Alexandre le Grand (partie V) : De Gaugamèles au bout du monde (331-329 av. J.C)

Alexandre le Grand (partie V) : De Gaugamèles au bout du monde (331-329 av. J.C)

Rappel : après avoir vaincu par deux fois les armées achéménides (au Granique en 334 et à Issos en 333), Alexandre s’attela à envahir la Syrie. L’île-cité de Tyr essaya alors d’imposer sa neutralité. Le conquérant macédonien, irrité, s’en alla mener le siège de Tyr de janvier à juillet 332. L’île-cité finit par tomber et un massacre y fut perpétré par les Macédoniens.
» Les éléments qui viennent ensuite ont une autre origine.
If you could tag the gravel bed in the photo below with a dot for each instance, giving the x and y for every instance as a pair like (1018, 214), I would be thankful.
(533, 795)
Le message était clair : Alexandre ne tolérerait aucune résistance. Gaza, en Palestine, se décida pourtant également à résister. Bien moins robuste que Tyr, Gaza céda plus rapidement et n’échappa pas au massacre. Alexandre continua sa route jusqu’en Egypte, où il fut accueilli comme un dieu et nommé pharaon. Le conquérant aurait pu s’en retourner en Macédoine si Darius III n’avait pas rassemblé une nouvelle grande armée en Mésopotamie. L’épopée n’était pas terminée, les Achéménides avaient encore de la ressource.
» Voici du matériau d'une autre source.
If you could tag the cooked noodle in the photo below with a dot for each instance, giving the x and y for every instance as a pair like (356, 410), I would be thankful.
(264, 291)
Partir en avril était une terrible erreur : c’était marcher des centaines de kilomètres lors de la saison la plus chaude dans une zone désertique. L’armée grecque souffrit le martyr jusqu’à arriver proche de la Mossoul actuelle, à la plaine de Gaugamela (Gaugamèles). Elle faisait là face à la grande armée de Darius. La reine perse, captive d’Alexandre, mourut avant la grande bataille et reçut les funérailles et honneurs perses. Les estimations prêtaient aux Perses de 200 000 fantassins et 45 000 cavaliers à 1 000 000 de fantassins et 100 000 cavaliers. Sachant l’armée d’Alexandre forte de 40 000 fantassins et 7 000 cavaliers, il est improbable que l’armée de Darius ait dépassé 100 000 ou 150 000 hommes. La supériorité numérique perse n’en était pas moins insupportable aux Macédoniens.

Itinéraire d’Alexandre d’Issos à Babylone (333-331 av. J.C)

Cependant, on peut avancer que la tactique des phalanges macédoniennes, répondant aux principes des mathématiques et de la logique, si chers aux Grecs, était supérieure aux formations perses. Si la civilisation grecque n’était pas globalement supérieure à celle de l’Empire achéménide, elle l’était sur la question de la stratégie militaire. Surtout, les Macédoniens savaient leurs savantes formations grecques supérieures, chose vérifiée par deux fois déjà sur le champ de bataille. Ainsi, les Macédoniens étaient convaincus de leur supériorité mentale tandis que le moral des Perses n’était pas reluisant. Et pour cause : il est dit qu’une éclipse précéda le jour de l’affrontement, gage de défaite pour l’armée achéménide, tirée d’un peuple dont la civilisation accordait une très grande importance au ciel et aux dieux.

Le 1er octobre 331 débuta la bataille de Gaugamèles. Alexandre dirigeait l’aile droite, il savait le terrain au centre potentiellement truffé de chausse-trappes destinés à enrayer ses fameuses charges de cavalerie des Compagnons. Il se dirigea avec son aile vers la droite, c’est-à-dire avec de l’infanterie d’élite et ses Compagnons, pour attirer l’aile gauche perse loin du combat. Et effectivement, la cavalerie perse s’étira en miroir d’Alexandre pour empêcher tout débordement, formant un arc de cercle. Alors que les centres se rencontraient au milieu du champ de bataille et que l’aile gauche aux ordres de Parménion allait au contact de son vis-à-vis perse, Darius lança ses chars contre l’infanterie d’élite qui suivait le mouvement d’Alexandre. Les assaillants perses furent massacrés. Darius insista en envoyant des cavaliers pour agrandir l’arc de cercle et attaquer Alexandre sur sa droite. Le roi perse souhaitait profiter de sa supériorité numérique pour prendre Alexandre à son propre jeu.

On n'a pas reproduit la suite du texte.